Babacan şöyle konuştu:

‘Özel uçakla deprem bölgesine giden anlayamaz’

“Her hafta afet bölgesindeydim. Tüm seyahatlerimi kara yolundan yaptığım için olabildiğince fazla insanımızla görüştüm. Yakınlarını yitirenlerle ağlaştık. Yasını yaşayamadan hayat mücadelesinin ortasına düşmüş insanlarımızı dinledik. Ankara’daki konforlu evinden özel uçakla deprem bölgesine giden, orada da önceden planlanmış 1-2 görüntü verip dönenler anlamaz. Anlayamaz.”

‘İzlerken utanıyorum’

“İşte görüyoruz, hakaret ve küfür dışında bir şey bilmiyor onlar. Ben izlerken utanıyorum. Ben izlerken hicap duyuyorum. Bir ülkenin cumhurbaşkanı, cumhurla, milletle kavgaya tutuşur mu?

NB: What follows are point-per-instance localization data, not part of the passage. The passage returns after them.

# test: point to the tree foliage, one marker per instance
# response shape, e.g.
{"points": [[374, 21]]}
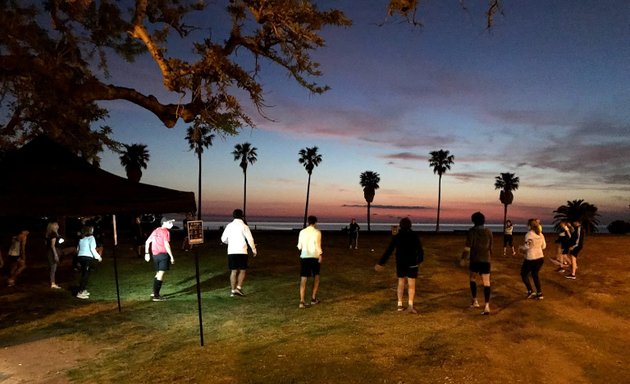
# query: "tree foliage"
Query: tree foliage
{"points": [[55, 56], [578, 210]]}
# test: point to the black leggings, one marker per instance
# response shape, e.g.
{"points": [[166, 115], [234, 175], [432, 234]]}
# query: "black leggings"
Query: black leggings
{"points": [[531, 267]]}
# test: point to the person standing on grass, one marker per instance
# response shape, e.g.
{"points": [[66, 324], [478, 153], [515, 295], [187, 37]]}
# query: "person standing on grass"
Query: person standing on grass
{"points": [[53, 241], [409, 255], [478, 250], [159, 241], [576, 245], [17, 256], [508, 237], [238, 237], [534, 259], [353, 234], [310, 246], [86, 253]]}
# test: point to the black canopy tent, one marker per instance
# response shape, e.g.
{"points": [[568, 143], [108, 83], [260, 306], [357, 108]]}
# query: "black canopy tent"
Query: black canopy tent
{"points": [[43, 178]]}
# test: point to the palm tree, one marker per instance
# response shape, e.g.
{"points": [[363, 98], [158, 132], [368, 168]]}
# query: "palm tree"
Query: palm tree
{"points": [[134, 157], [199, 137], [246, 154], [578, 210], [369, 181], [441, 162], [310, 159], [506, 182]]}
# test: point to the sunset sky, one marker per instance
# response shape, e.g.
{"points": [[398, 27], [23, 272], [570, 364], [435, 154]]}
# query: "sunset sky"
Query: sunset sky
{"points": [[545, 95]]}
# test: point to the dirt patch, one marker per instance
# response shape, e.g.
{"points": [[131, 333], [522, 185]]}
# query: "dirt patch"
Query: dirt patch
{"points": [[43, 361]]}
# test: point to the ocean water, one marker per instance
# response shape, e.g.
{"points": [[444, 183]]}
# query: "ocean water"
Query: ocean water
{"points": [[338, 226]]}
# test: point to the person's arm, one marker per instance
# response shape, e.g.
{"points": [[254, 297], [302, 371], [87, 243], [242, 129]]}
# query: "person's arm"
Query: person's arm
{"points": [[93, 250], [167, 246]]}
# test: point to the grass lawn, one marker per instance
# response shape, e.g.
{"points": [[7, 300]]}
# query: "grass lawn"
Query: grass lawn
{"points": [[578, 334]]}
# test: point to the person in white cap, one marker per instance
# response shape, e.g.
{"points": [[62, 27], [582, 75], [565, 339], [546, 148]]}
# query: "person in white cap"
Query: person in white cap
{"points": [[159, 241]]}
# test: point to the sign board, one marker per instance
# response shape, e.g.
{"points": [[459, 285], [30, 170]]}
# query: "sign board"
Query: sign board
{"points": [[195, 231]]}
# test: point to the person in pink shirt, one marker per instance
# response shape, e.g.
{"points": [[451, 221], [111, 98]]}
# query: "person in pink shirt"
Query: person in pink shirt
{"points": [[159, 241]]}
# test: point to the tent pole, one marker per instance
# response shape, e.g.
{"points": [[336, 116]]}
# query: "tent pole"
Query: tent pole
{"points": [[116, 262]]}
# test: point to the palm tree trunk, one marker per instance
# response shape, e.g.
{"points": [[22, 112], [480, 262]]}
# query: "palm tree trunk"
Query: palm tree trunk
{"points": [[244, 194], [437, 224], [504, 216], [308, 191], [199, 192]]}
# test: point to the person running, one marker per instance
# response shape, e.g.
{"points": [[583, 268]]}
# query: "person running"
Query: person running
{"points": [[238, 237], [159, 241], [576, 245], [564, 242], [353, 234], [86, 253], [310, 246], [534, 259], [478, 250], [508, 237], [409, 255], [17, 256]]}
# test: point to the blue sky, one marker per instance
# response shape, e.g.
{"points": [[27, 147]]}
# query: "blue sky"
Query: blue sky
{"points": [[544, 95]]}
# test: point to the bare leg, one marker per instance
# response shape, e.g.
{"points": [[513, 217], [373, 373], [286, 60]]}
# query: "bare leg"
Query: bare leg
{"points": [[302, 288], [233, 274], [241, 278], [411, 290], [401, 290], [315, 287]]}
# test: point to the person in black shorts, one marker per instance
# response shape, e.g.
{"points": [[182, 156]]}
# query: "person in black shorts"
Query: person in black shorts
{"points": [[576, 245], [478, 250], [409, 255]]}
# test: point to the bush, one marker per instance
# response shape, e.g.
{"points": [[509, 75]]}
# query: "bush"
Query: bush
{"points": [[618, 227]]}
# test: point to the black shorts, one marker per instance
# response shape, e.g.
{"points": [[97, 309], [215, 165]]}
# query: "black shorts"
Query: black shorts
{"points": [[162, 262], [309, 266], [480, 267], [409, 271], [237, 261]]}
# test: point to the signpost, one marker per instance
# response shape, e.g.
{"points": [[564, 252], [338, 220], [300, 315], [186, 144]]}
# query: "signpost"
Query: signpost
{"points": [[194, 229]]}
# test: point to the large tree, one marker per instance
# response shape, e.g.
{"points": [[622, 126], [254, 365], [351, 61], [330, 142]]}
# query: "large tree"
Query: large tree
{"points": [[134, 158], [199, 136], [441, 162], [245, 154], [578, 210], [55, 55], [369, 181], [310, 159], [506, 182]]}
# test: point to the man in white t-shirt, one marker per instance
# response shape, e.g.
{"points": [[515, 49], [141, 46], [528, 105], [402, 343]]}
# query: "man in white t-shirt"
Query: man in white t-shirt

Hem de böylesi bir afetin ortasında, acının ortasında, vatandaşına hakaretler sıralar mı?”

‘RTÜK, iktidar ortaklarının yayınlarına 18 yaş sınırı koysun’

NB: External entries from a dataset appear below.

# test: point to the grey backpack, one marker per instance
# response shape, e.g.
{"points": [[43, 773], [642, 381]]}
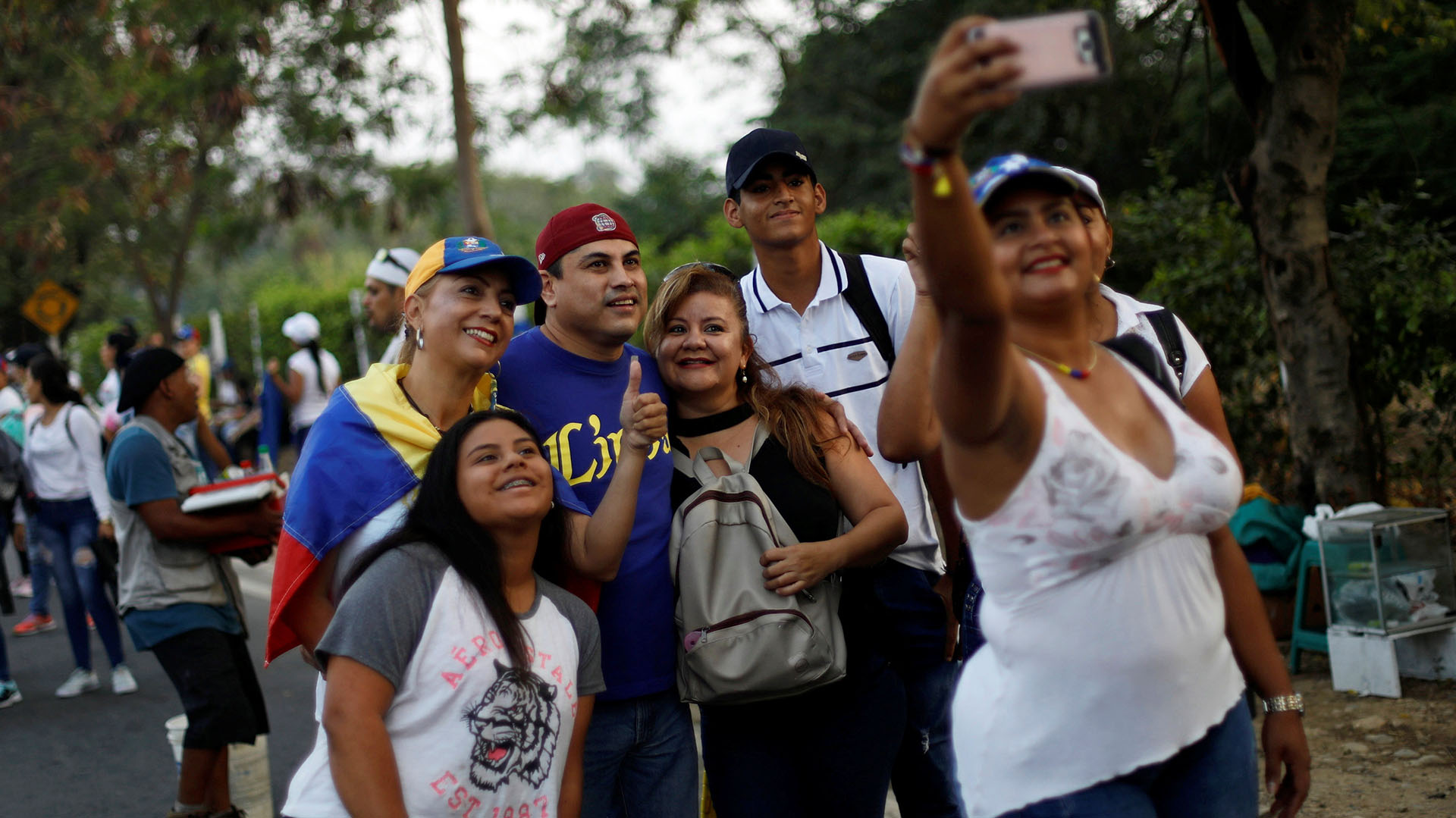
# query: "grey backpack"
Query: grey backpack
{"points": [[742, 642]]}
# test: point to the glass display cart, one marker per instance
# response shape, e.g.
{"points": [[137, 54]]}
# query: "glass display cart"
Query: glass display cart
{"points": [[1391, 599]]}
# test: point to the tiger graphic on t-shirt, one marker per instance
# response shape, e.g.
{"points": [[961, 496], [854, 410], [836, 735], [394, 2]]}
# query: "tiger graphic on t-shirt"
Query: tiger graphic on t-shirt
{"points": [[516, 726]]}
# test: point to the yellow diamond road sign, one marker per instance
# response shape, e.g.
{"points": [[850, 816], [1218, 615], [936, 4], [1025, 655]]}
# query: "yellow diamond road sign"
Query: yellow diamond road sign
{"points": [[50, 308]]}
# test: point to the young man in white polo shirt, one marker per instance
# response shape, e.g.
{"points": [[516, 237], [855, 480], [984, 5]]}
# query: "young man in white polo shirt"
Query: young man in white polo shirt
{"points": [[804, 321]]}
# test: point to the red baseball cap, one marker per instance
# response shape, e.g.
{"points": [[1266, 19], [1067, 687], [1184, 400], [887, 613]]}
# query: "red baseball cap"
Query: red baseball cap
{"points": [[577, 226]]}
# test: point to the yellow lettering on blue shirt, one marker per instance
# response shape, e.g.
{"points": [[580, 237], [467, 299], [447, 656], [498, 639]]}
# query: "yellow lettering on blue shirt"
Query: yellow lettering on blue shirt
{"points": [[604, 450]]}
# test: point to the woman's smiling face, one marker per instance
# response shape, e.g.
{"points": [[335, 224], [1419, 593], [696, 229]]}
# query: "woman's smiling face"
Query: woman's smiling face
{"points": [[702, 346], [466, 318], [1040, 245], [504, 481]]}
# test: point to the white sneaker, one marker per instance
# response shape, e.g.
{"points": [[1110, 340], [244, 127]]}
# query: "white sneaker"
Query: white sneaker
{"points": [[77, 683], [123, 682], [9, 693]]}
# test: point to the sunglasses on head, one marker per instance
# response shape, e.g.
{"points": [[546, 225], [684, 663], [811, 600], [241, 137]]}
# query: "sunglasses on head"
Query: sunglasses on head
{"points": [[383, 256], [710, 267]]}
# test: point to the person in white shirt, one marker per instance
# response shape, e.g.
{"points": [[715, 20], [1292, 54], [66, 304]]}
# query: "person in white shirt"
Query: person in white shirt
{"points": [[115, 353], [459, 677], [312, 375], [384, 296], [805, 322], [63, 453]]}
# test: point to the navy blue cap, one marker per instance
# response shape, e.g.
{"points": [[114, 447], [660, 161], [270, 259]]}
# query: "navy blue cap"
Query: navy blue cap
{"points": [[761, 145]]}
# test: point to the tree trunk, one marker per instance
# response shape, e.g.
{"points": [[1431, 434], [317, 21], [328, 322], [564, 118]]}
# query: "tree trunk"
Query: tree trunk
{"points": [[1282, 191], [468, 169]]}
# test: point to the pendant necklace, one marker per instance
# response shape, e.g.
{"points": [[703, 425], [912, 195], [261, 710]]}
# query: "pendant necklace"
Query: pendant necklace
{"points": [[1060, 367], [419, 409]]}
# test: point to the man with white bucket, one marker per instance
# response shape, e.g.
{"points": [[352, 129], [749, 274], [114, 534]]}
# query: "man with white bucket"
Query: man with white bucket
{"points": [[178, 600]]}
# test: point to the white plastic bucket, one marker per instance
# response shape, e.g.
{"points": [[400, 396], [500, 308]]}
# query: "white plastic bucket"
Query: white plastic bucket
{"points": [[248, 778]]}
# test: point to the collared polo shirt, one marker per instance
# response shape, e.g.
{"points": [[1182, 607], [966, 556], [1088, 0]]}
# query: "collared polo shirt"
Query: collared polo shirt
{"points": [[827, 348]]}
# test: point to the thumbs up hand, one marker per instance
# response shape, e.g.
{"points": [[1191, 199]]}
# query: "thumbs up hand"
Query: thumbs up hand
{"points": [[644, 417]]}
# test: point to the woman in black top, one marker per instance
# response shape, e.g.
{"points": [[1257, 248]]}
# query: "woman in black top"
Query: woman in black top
{"points": [[826, 751]]}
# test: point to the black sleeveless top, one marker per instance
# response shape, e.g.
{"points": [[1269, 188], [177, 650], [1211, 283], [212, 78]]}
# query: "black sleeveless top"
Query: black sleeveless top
{"points": [[808, 509], [813, 514]]}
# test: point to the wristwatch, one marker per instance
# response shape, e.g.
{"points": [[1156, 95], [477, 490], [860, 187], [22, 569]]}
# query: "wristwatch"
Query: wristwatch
{"points": [[1285, 704]]}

“Hem sayın Erdoğan’ın hem de Bahçeli’nin konuşmaları yayınlanmadan evvel televizyon kanalları uyarı işaretleri koymalı. Evde çocuklarımız var, gençlerimiz var… Bir kere daha RTÜK’e de sesleniyorum: İktidarın hem küçük ortağının hem büyük ortağının yayınlarına 18 yaş sınırı konsun. Çocuklarımız evde bu bağırış çağırışa, bu çirkin görüntülere maruz bırakılmasın.”

Çadır kuyruğu: “İşte Cumhur İttifakı’nın vatandaşa verdiği ‘imkân’”

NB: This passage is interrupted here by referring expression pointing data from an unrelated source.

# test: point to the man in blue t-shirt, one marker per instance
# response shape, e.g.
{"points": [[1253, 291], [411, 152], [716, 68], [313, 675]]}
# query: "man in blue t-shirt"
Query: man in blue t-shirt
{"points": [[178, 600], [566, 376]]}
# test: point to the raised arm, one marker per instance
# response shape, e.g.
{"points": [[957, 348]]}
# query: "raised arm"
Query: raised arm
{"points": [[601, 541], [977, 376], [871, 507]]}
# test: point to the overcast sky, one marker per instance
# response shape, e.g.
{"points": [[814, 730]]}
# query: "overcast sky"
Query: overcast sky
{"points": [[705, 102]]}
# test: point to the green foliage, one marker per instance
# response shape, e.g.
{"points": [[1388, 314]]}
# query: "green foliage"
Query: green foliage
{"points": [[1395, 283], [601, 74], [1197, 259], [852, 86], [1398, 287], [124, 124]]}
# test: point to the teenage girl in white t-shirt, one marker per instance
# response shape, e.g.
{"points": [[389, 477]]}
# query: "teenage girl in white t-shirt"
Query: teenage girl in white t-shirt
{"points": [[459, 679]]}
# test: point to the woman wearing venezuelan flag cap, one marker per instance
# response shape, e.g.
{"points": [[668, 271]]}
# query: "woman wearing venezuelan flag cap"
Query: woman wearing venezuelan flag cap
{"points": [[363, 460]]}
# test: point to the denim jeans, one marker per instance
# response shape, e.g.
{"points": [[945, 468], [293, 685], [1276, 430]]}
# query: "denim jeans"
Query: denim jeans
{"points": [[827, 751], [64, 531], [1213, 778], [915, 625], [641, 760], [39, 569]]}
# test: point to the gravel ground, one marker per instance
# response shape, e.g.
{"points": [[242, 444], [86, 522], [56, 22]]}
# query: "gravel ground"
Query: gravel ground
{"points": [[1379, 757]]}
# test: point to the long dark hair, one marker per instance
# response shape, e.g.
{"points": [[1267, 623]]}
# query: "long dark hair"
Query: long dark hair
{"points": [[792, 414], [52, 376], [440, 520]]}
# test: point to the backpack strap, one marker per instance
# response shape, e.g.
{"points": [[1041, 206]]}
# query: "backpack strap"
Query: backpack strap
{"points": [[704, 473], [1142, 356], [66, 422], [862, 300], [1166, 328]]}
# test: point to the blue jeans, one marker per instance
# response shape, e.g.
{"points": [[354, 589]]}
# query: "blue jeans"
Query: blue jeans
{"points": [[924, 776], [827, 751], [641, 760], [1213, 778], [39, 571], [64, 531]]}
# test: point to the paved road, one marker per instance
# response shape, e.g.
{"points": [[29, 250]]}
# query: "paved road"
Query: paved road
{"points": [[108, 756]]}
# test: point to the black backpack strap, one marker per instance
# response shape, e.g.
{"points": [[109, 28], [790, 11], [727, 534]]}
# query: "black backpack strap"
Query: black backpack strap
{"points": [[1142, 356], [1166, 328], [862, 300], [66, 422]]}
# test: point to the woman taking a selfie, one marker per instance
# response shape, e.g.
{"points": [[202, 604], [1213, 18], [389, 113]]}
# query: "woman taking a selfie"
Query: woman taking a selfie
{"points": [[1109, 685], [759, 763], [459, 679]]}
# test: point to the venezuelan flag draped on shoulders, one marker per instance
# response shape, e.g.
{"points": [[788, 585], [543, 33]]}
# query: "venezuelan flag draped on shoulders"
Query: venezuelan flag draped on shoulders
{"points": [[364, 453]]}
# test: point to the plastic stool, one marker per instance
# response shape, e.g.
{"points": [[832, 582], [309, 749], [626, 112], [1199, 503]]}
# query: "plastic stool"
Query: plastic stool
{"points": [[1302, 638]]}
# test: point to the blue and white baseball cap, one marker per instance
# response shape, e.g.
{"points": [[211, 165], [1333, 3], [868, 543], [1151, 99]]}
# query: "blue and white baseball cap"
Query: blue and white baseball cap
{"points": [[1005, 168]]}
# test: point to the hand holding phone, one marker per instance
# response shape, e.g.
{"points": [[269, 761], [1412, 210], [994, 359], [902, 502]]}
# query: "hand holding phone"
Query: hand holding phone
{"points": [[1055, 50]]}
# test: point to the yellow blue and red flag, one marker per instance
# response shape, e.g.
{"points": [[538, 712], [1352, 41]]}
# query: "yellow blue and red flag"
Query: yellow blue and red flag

“(Defne Kaymakamlığı’nın önündeki çadır kuyruğunu göstererek) Hani partili medyada diyorlar ya, ‘Herkes hayatından memnun, çadırlar genişmiş, antresi varmış, kileri varmış, herkese dağıtılıyormuş’ falan filan. Hani ‘Hiçbir devlet vatandaşına bu imkân vermez’ diye manşetler atıyorlar ya. İşte Cumhur İttifakı’nın vatandaşına verdiği ‘imkân’ bu. İnsanlar yakınlarını kaybetti, Sokakları, evleri yıkıldı. Her şeyleri yok oldu, yetmedi.  Bir de devlet kapısında sürünüyorlar.”

Azmi Aydemir son yolculuğuna uğurlandı Azmi Aydemir son yolculuğuna uğurlandı

‘Kızılay’ın sahadan silindiği bir beceriksizlik’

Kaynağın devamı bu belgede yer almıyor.